Pour y arriver, l’université doit évidemment regagner son indépendance par rapport au politique et à la financiarisation qui ronge tous les secteurs de notre société ; mais elle doit aussi opérer une révolution interne et reconsidérer sa position dans la société. J’évoquais plus haut l’arrogance que l’on a pu reprocher à certains responsables de l’UCL dans les démarches de fusion ; cette arrogance est parfois une caractéristique de l’universitaire inacceptable, quelle qu’en soit la cible. D’abord par rapport aux hautes écoles et à l’enseignement supérieur ; pour enseigner à la fois dans une haute école et à l’université, je peux témoigner que le niveau d’excellence de la première n’a rien à envier à celui de la seconde. Par contre, les enseignants des hautes écoles travaillent dans des conditions nettement moins favorables que leurs collègues universitaires et ne peuvent que difficilement mener des recherches scientifiques. La création de Bac et de Master transversaux, impliquant des hautes écoles et des universités, me semble une nécessité et une richesse, qui permettra de dynamiser les acteurs des deux filières, au plus grand profit des étudiants.
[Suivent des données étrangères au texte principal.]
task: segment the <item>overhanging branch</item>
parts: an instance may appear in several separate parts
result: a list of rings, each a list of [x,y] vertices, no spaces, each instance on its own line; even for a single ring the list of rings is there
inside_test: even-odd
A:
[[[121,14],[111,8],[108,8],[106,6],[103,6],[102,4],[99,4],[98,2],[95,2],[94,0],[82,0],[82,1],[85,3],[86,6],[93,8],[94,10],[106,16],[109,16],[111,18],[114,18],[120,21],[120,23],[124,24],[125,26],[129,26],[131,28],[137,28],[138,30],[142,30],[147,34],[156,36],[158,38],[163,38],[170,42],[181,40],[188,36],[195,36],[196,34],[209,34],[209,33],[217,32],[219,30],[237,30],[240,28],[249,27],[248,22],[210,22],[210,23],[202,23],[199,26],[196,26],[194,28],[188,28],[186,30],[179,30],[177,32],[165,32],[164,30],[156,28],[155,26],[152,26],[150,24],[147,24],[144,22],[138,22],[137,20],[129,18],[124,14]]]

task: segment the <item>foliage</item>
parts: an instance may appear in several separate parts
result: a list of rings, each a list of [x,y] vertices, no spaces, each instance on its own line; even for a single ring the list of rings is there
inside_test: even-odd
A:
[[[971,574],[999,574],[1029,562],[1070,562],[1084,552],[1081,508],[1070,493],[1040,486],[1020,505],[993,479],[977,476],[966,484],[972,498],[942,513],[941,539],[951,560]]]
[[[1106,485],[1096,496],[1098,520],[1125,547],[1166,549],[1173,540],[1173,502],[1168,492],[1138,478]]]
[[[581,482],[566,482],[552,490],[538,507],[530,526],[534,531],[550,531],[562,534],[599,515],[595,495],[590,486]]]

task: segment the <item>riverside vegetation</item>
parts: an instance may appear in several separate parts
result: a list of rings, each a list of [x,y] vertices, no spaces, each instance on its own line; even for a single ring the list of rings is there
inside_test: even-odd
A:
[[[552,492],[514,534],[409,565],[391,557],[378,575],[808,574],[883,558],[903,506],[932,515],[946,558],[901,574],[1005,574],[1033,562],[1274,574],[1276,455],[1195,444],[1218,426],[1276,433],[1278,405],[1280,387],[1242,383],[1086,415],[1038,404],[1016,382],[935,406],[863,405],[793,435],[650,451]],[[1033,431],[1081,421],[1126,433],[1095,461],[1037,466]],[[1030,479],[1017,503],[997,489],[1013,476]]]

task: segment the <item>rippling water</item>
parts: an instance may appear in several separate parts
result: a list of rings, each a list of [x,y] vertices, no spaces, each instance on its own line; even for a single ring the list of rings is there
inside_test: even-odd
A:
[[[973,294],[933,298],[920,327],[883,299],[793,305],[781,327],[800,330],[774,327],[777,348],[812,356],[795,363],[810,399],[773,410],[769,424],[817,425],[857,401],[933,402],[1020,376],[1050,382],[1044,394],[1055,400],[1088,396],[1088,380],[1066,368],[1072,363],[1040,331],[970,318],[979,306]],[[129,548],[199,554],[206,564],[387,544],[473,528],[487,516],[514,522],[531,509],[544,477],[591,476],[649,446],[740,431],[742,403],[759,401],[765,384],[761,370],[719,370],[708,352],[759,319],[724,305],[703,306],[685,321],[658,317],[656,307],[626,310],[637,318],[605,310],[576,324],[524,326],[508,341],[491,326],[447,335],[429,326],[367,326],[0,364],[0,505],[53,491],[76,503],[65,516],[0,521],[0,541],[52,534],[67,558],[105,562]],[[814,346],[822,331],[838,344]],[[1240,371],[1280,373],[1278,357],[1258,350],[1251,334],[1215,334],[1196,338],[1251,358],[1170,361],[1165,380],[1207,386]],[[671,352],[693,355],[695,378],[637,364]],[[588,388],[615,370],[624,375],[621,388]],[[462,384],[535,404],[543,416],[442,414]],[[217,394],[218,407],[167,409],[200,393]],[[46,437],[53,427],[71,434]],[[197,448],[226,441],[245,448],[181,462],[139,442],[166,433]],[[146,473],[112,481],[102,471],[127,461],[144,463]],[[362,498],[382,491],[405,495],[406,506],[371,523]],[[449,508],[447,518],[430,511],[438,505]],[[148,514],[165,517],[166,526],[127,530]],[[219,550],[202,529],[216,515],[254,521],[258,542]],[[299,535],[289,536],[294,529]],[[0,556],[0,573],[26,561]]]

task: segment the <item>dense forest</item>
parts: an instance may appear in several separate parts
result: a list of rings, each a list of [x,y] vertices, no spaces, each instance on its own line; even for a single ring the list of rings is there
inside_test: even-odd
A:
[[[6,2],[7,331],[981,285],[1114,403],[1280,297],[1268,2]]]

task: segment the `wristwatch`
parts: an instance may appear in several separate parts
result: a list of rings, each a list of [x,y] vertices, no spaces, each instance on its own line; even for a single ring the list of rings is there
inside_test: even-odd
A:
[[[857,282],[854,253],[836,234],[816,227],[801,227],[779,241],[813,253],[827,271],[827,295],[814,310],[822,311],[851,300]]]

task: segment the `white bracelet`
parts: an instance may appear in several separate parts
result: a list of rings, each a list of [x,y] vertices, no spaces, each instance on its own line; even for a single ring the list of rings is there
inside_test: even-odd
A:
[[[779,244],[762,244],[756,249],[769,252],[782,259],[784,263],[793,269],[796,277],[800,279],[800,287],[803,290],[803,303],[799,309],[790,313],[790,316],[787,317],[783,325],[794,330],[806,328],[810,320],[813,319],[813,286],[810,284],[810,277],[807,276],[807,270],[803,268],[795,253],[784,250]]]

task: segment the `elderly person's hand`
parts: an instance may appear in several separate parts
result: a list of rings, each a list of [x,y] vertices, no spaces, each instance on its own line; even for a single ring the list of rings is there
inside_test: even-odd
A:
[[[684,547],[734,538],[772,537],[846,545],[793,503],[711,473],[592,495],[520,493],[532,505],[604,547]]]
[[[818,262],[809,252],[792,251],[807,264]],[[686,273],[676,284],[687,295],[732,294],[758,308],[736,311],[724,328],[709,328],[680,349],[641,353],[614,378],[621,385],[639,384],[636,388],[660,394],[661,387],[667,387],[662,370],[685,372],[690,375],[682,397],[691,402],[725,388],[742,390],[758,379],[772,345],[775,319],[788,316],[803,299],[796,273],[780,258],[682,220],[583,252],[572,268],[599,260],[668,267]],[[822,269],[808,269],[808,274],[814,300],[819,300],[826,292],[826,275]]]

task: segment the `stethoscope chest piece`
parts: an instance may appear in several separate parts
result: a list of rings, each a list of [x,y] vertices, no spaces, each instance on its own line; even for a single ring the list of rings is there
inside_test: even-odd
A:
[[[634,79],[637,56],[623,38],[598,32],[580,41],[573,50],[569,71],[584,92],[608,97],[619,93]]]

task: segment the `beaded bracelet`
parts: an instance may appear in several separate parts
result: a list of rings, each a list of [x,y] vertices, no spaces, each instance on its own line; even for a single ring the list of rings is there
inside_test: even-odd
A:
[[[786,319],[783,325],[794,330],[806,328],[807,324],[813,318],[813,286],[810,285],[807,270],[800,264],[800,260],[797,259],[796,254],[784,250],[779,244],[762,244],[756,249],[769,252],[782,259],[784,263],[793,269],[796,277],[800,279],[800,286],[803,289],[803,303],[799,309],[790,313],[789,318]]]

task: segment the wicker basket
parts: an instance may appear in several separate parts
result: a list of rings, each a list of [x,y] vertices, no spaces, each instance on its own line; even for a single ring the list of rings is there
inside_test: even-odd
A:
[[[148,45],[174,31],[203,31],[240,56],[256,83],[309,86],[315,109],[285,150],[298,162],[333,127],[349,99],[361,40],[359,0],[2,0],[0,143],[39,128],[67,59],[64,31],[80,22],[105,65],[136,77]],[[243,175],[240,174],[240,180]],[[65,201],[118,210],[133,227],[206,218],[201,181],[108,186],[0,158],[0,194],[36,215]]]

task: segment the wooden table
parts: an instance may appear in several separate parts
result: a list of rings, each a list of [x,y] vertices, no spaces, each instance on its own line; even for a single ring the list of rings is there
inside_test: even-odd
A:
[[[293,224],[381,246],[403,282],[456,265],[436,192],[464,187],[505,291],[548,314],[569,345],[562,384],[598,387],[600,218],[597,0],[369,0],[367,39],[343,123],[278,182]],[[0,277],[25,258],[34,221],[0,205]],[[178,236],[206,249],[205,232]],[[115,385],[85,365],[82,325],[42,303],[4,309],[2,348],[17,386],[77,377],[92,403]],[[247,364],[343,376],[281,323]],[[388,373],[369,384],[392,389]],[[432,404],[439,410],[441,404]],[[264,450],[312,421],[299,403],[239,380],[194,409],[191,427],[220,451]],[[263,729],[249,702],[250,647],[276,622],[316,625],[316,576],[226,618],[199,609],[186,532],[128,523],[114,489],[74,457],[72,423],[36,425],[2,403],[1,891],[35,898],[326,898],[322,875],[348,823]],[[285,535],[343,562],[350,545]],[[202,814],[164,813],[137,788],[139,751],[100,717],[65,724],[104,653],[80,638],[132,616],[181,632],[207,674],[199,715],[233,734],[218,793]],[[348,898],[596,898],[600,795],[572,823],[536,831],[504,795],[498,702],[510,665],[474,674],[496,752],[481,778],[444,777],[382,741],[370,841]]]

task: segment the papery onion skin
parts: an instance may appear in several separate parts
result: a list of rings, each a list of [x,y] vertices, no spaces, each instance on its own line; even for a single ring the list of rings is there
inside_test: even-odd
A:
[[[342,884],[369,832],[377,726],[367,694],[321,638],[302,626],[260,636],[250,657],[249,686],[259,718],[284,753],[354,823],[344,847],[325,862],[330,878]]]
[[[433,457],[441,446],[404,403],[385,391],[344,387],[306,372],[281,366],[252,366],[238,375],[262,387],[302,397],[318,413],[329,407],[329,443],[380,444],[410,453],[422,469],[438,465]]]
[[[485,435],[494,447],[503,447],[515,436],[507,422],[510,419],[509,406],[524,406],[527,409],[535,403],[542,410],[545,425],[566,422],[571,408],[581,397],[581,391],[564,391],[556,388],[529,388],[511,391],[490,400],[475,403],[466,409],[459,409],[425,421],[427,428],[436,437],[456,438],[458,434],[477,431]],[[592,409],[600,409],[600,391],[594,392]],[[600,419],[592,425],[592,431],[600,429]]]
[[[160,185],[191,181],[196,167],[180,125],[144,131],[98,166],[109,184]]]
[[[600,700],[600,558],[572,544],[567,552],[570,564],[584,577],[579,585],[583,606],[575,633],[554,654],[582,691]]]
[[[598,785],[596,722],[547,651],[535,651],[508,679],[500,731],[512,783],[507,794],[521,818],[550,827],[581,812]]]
La sanctuarisation et la liberté que j’évoque ici ne sont pas des cadeaux qu’une société accorde à une élite autoproclamée ; elles sont un privilège, sans doute, mais un privilège qui s’accompagne d’une énorme responsabilité, laquelle doit être exercée dans la plus totale gratitude vis-à-vis de cette société. Aucune arrogance n’est possible. Le conseil d’administration auprès duquel la communauté universitaire doit rendre des comptes est le plus important qui soit : c’est celui de l’avenir que les quatre corps – académique, scientifique, administratif et technique, étudiant – ont pour tâche prioritaire de rendre plus juste, égalitaire et meilleur pour l’ensemble de la société qui les finance.